Comment émettre un avis éclairé sur une chose dont nous ne percevons pas la complexité cachée ? Tout problème politique amène une infinité de questions fines et profondes. Je ne fais aucune confiance au gilet jaune moyen pour comprendre et démêler ce genre de subtilités.
Régner demande de la hauteur de vue : une vue d'aigle. Les démocraties produisent rarement autre chose que des taupes.
Décidément, les démocrates me font bien rire, avec leur culte de la foule, de la masse, du bétail :
le plus grand nombre a toujours raison !, bêlent-ils. Eh bien moi, je préfère avoir tort avec Nietzsche :
Après tout cela, ai-je encore besoin de dire qu’eux aussi seront des esprits libres, de très libres esprits, ces philosophes de l’avenir, bien qu’il soit certain qu’ils ne seront pas seulement des esprits libres, mais quelque chose de plus, quelque chose de supérieur et de plus grand, quelque chose de foncièrement différent, qui ne veut être ni méconnu, ni confondu ? Mais, tout en disant cela, je sens envers eux, autant qu’envers nous-mêmes, qui sommes les hérauts et les précurseurs, nous autres esprits libres ! — je sens le devoir d’écarter de nous un vieil et stupide préjugé, une ancienne méprise, qui, depuis trop longtemps, ont obscurci comme d’un brouillard l’idée d’« esprit », lui enlevant sa limpidité. Dans tous les pays de l’Europe, et aussi en Amérique, il y a maintenant des gens qui abusent de ce mot.

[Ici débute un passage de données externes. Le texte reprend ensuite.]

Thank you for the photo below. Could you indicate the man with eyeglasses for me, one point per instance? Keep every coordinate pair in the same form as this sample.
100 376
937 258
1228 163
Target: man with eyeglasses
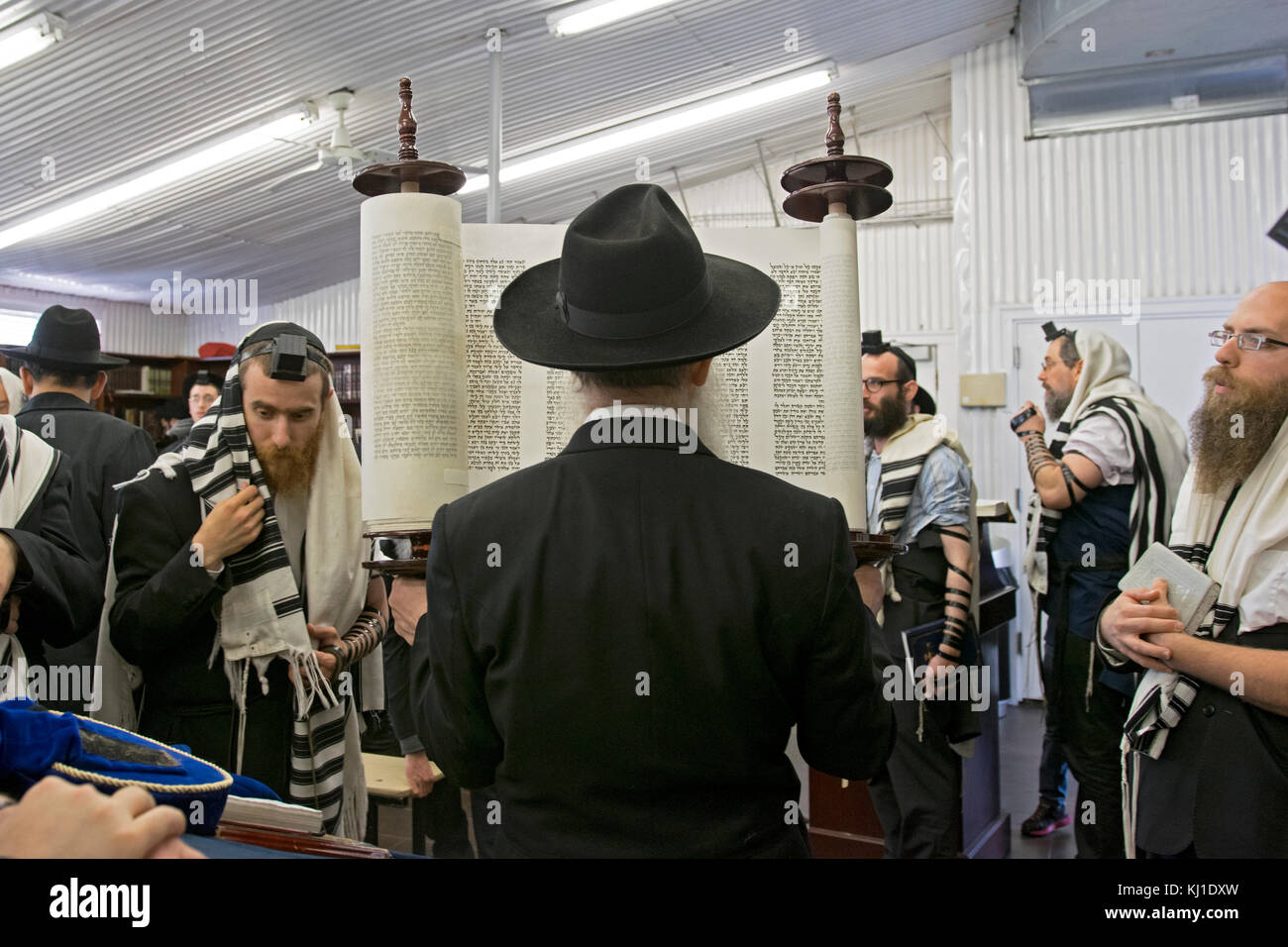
919 489
1209 729
200 390
1103 489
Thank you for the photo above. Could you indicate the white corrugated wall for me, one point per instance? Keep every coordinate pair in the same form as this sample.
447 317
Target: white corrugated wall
1183 208
905 264
127 328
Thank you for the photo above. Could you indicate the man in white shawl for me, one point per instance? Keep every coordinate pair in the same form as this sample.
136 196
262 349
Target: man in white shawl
1104 489
240 594
1207 740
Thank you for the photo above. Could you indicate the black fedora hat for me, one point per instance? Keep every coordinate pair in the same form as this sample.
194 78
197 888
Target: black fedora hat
67 338
632 290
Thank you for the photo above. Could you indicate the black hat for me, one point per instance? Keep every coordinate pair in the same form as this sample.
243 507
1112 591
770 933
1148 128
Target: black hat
64 338
631 290
1051 333
871 344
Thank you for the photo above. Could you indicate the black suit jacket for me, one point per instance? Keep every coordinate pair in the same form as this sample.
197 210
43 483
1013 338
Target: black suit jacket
163 621
621 639
99 450
1222 783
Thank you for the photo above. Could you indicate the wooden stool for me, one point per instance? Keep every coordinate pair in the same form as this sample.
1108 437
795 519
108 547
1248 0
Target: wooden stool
386 785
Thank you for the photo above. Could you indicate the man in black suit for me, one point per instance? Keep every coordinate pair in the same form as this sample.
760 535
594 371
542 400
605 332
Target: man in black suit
622 637
267 491
63 373
1209 729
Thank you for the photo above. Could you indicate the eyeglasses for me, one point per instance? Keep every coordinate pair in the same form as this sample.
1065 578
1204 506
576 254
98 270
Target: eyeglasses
1248 342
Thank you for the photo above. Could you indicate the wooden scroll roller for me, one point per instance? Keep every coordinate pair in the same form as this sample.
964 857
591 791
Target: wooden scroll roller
837 183
854 185
408 174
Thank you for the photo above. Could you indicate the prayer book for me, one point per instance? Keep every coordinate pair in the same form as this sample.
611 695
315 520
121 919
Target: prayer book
1190 591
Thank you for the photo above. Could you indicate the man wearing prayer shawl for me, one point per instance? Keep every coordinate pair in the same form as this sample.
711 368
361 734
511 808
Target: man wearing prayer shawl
1104 489
240 592
48 587
1206 746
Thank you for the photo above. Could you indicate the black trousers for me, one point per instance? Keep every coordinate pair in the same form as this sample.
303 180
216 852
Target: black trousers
917 793
1090 732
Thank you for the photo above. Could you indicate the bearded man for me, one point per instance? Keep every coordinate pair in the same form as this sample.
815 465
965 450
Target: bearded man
1207 738
921 491
248 547
1103 489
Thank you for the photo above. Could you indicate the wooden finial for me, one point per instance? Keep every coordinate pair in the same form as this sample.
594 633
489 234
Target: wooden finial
835 140
406 124
408 174
837 182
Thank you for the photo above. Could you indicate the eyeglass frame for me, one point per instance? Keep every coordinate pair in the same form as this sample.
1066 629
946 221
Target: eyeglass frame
880 382
1220 337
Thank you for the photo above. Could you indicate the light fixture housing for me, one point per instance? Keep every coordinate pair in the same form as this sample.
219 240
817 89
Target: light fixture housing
29 37
700 110
188 165
580 18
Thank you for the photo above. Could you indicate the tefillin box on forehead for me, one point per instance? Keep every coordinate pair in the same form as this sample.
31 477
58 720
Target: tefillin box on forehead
835 191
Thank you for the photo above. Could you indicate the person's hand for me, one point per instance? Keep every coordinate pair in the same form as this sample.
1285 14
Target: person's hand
59 819
1035 423
871 586
1141 612
230 527
325 637
420 774
12 628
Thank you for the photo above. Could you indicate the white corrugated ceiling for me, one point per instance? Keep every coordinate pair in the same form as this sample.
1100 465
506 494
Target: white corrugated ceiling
124 91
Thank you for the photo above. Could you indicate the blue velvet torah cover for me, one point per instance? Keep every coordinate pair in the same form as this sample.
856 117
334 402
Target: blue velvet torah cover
35 742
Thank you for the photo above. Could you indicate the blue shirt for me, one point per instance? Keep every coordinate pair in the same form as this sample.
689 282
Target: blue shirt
941 493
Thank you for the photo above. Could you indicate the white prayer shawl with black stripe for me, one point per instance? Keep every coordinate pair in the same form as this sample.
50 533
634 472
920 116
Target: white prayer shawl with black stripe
26 466
261 617
1155 441
1248 560
902 459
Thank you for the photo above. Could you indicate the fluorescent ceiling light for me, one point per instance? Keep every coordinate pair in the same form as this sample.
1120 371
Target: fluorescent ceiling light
590 16
29 37
150 182
709 111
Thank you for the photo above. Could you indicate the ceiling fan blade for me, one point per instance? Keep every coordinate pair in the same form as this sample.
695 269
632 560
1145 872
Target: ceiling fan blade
273 184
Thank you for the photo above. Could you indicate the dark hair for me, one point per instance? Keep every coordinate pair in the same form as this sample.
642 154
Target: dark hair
634 379
194 379
1068 351
903 375
64 376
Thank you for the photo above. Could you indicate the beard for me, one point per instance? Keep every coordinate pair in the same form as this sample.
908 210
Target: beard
1057 403
888 416
1231 433
290 470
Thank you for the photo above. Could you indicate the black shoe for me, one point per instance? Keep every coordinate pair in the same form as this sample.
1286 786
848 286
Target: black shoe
1044 819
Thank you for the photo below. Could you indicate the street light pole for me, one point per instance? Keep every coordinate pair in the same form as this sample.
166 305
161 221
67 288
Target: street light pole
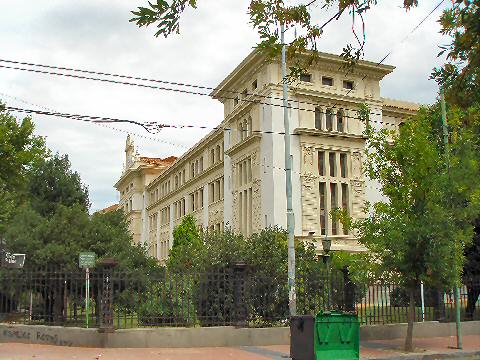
445 143
292 295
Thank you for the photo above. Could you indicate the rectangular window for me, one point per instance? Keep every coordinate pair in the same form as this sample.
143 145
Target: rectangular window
218 192
329 120
322 208
328 81
343 165
321 163
334 205
332 163
340 125
221 188
345 203
306 77
348 84
211 193
318 118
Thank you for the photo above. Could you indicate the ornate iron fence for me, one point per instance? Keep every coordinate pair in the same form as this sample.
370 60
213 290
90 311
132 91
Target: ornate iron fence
230 296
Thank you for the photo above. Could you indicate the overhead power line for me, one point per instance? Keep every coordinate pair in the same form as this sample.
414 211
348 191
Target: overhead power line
181 84
99 124
401 41
155 125
164 88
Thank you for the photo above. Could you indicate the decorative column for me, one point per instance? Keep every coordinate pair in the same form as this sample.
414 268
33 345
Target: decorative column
240 305
106 295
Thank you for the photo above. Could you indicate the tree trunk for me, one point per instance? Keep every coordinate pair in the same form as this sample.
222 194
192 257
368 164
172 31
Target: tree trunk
472 296
411 318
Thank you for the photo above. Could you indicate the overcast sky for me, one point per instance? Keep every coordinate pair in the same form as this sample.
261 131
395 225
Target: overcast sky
96 35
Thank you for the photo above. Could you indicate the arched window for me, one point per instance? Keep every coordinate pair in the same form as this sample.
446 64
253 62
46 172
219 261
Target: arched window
318 118
240 131
212 156
329 120
218 151
340 122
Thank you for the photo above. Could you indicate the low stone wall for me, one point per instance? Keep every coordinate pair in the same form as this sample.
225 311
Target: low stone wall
203 337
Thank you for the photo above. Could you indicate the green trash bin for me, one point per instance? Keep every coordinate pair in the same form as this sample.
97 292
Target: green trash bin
337 336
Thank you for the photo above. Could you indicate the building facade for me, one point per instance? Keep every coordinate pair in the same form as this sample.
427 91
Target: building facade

C’est une espèce d’esprits très étroits, d’esprits bornés et attachés de chaînes, qui aspirent à peu près au contraire de ce qui répond à nos intentions et à nos instincts, — sans compter que l’avènement de ces nouveaux philosophes les fait demeurer fenêtres fermées et portes verrouillées. Pour le dire sans ambages, ils font malheureusement partie des niveleurs, ces esprits faussement dénommés « libres » — car ce sont les esclaves diserts, les plumitifs du goût démocratique et des « idées modernes » propres à ce goût. Tous hommes sans solitude, sans une solitude qui leur soit propre ; ce sont de braves garçons à qui l’on ne peut dénier ni courage ni mœurs honorables, si ce n’est qu’ils sont sans liberté et ridiculement superficiels, surtout avec cette tendance qui leur fait voir, à peu près, dans les formes de la vieille société, la cause de toutes les misères humaines et de tous les déboires : par quoi la vérité finit par être placée sur la tête !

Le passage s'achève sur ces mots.